Trying to extract strings that are wrapped in double brackets. For example [[this is one token]] that should be matched. To make things more elegant, there should be an escape sequence so that double bracketed items like \[[this escaped token\]] don't get matched.
The pattern [^\\\\]([\\[]{2}.+[^\\\\][\\]]{2}) with "group 1" to extract the token is close, but there are situations where it doesn't work. The problem seems to be that the first "not" statement is being evaluated as "anything except a backslash". The problem is, "anything" is not including "nothing". So, what would make this pattern match "nothing or any character other than a backslash"?

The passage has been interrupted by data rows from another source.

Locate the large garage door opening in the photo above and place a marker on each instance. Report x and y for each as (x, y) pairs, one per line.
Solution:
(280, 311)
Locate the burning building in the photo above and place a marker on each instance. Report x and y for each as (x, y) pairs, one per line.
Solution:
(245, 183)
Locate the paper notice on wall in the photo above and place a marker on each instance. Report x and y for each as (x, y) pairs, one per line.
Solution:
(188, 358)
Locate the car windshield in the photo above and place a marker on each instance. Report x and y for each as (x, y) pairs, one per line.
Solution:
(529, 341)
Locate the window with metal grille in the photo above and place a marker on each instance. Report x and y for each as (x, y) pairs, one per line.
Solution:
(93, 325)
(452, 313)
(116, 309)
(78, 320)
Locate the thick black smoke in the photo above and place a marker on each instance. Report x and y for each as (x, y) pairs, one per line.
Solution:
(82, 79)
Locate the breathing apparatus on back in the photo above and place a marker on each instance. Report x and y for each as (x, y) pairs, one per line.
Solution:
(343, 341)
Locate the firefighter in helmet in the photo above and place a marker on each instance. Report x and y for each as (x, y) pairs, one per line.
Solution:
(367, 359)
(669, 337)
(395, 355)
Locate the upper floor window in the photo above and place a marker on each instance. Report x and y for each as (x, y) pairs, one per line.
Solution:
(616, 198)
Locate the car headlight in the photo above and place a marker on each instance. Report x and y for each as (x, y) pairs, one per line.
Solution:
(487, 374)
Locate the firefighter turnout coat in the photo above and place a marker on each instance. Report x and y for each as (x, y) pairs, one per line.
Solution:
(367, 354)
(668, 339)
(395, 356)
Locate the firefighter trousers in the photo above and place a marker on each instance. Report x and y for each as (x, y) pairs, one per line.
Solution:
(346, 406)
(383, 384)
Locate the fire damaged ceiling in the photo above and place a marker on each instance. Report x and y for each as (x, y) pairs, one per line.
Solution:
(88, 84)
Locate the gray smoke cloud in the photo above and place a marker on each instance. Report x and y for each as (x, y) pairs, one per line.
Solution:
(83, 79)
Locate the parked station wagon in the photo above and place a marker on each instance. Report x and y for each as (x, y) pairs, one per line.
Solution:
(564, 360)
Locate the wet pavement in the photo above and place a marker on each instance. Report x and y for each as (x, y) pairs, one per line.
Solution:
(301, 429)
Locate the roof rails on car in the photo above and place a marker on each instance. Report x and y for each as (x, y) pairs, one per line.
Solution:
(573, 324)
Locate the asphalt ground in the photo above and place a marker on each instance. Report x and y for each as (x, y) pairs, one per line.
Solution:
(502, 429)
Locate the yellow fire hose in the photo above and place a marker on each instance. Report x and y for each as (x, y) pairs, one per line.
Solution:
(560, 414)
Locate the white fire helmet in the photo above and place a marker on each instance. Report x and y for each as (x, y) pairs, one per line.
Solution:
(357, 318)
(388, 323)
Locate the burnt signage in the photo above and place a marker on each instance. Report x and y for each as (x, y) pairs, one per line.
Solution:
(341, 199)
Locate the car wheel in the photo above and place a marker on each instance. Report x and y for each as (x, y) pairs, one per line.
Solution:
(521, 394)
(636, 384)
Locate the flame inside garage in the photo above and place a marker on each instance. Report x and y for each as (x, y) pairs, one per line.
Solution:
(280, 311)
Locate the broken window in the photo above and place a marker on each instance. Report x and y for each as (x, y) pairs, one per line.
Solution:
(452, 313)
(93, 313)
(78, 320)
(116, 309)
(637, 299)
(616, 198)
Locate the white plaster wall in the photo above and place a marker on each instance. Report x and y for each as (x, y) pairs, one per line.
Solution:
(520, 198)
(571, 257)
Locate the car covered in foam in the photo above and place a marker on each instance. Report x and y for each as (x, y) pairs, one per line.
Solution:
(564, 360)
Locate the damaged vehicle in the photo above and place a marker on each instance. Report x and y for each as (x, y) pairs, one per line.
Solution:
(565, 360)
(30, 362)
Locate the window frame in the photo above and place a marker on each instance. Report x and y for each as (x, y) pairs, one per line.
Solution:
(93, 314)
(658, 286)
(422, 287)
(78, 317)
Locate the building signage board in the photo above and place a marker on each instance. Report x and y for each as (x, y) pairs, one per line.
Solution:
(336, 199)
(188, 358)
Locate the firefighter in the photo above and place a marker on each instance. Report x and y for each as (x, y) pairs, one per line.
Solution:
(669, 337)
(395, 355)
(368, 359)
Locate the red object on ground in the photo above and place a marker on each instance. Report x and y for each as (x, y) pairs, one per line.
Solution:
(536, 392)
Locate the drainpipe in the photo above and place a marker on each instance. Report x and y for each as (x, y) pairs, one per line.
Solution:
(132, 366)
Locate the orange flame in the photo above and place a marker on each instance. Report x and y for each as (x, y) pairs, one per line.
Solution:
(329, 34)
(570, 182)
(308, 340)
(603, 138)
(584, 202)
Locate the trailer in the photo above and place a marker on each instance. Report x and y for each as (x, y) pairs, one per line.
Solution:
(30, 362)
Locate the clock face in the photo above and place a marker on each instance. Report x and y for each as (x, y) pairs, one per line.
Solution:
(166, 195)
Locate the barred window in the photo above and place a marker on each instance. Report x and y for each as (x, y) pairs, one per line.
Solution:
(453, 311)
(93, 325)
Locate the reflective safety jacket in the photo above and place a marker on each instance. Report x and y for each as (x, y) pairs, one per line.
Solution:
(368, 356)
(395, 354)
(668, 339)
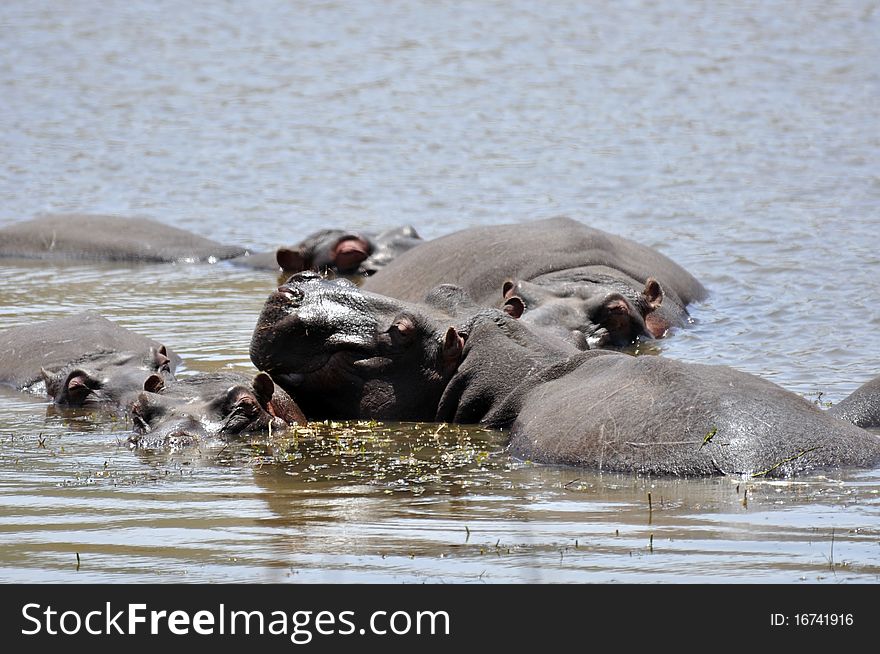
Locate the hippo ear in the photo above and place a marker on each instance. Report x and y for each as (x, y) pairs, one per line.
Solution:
(77, 387)
(264, 387)
(453, 346)
(52, 381)
(514, 306)
(160, 359)
(292, 260)
(154, 384)
(653, 294)
(275, 401)
(349, 253)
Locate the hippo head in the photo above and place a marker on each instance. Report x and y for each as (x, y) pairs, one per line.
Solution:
(106, 380)
(219, 404)
(343, 353)
(336, 250)
(591, 315)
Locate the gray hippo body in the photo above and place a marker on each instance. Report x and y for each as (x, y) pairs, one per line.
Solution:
(337, 251)
(862, 408)
(576, 266)
(347, 252)
(108, 238)
(221, 404)
(81, 360)
(345, 353)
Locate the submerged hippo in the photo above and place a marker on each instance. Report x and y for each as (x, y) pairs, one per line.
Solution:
(571, 269)
(108, 238)
(345, 353)
(82, 360)
(603, 313)
(862, 408)
(222, 404)
(346, 252)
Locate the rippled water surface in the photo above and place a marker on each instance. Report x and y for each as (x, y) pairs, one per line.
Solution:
(741, 139)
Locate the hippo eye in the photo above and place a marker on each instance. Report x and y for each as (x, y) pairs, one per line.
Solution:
(402, 331)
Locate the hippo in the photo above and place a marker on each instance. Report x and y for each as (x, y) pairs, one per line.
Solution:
(862, 408)
(581, 265)
(596, 315)
(108, 238)
(223, 404)
(347, 252)
(82, 360)
(345, 353)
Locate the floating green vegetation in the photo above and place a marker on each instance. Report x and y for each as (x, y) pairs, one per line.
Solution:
(401, 457)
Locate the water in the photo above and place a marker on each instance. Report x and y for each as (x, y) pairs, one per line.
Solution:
(741, 139)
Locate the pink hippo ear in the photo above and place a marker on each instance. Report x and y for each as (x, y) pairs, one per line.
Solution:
(154, 384)
(52, 381)
(514, 306)
(275, 401)
(160, 359)
(349, 253)
(453, 346)
(656, 326)
(292, 260)
(653, 294)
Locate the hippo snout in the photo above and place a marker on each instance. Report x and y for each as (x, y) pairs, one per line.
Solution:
(303, 277)
(291, 294)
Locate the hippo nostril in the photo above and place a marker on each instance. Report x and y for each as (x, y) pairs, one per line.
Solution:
(305, 276)
(292, 293)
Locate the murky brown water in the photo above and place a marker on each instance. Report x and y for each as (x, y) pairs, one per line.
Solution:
(740, 139)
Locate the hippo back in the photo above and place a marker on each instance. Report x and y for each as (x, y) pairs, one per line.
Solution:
(480, 259)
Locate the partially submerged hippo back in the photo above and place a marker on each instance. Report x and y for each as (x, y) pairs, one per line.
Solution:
(654, 415)
(481, 259)
(862, 408)
(345, 353)
(221, 404)
(347, 252)
(81, 359)
(108, 238)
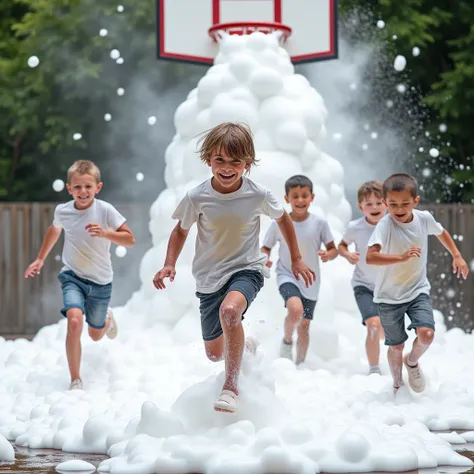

Here is a unit test to show the desired behavior:
import java.util.regex.Matcher;
import java.util.regex.Pattern;
import junit.framework.TestCase;
public class RegexSpike extends TestCase {
private String regex;
private Pattern pattern;
private Matcher matcher;
#Override
protected void setUp() throws Exception {
super.setUp();
regex = "[^\\\\]([\\[]{2}.+[^\\\\][\\]]{2})";
pattern = Pattern.compile(regex);
}
private String runRegex(String testString) {
matcher = pattern.matcher(testString);
return matcher.find() ? matcher.group(1) : "NOT FOUND";
}
public void testBeginsWithTag_Passes() {
assertEquals("[[should work]]", runRegex("[[should work]]"));
}
public void testBeginsWithSpaces_Passes() {
assertEquals("[[should work]]", runRegex(" [[should work]]"));
}
public void testBeginsWithChars_Passes() {
assertEquals("[[should work]]", runRegex("anything here[[should
work]]"));
}
public void testEndsWithChars_Passes() {
assertEquals("[[should work]]", runRegex("[[should
work]]with anything here"));
}
public void testBeginsAndEndsWithChars_Passes() {
assertEquals("[[should work]]", runRegex("anything here[[should
work]]and anything here"));
}
public void testFirstBracketsEscaped_Fails() {
assertEquals("NOT FOUND", runRegex("\\[[should NOT work]]"));
}
public void testSingleBrackets_Fails() {
assertEquals("NOT FOUND", runRegex("[should NOT work]"));
}
public void testSecondBracketsEscaped_Fails() {
assertEquals("NOT FOUND", runRegex("[[should NOT work\\]]"));
}
}
You can simply use (^|[^\\]), which will either match the beginning of a string (provided you set the MULTILINE mode on your regex) or a single character that is not a backslash (including spaces, newlines, etc.).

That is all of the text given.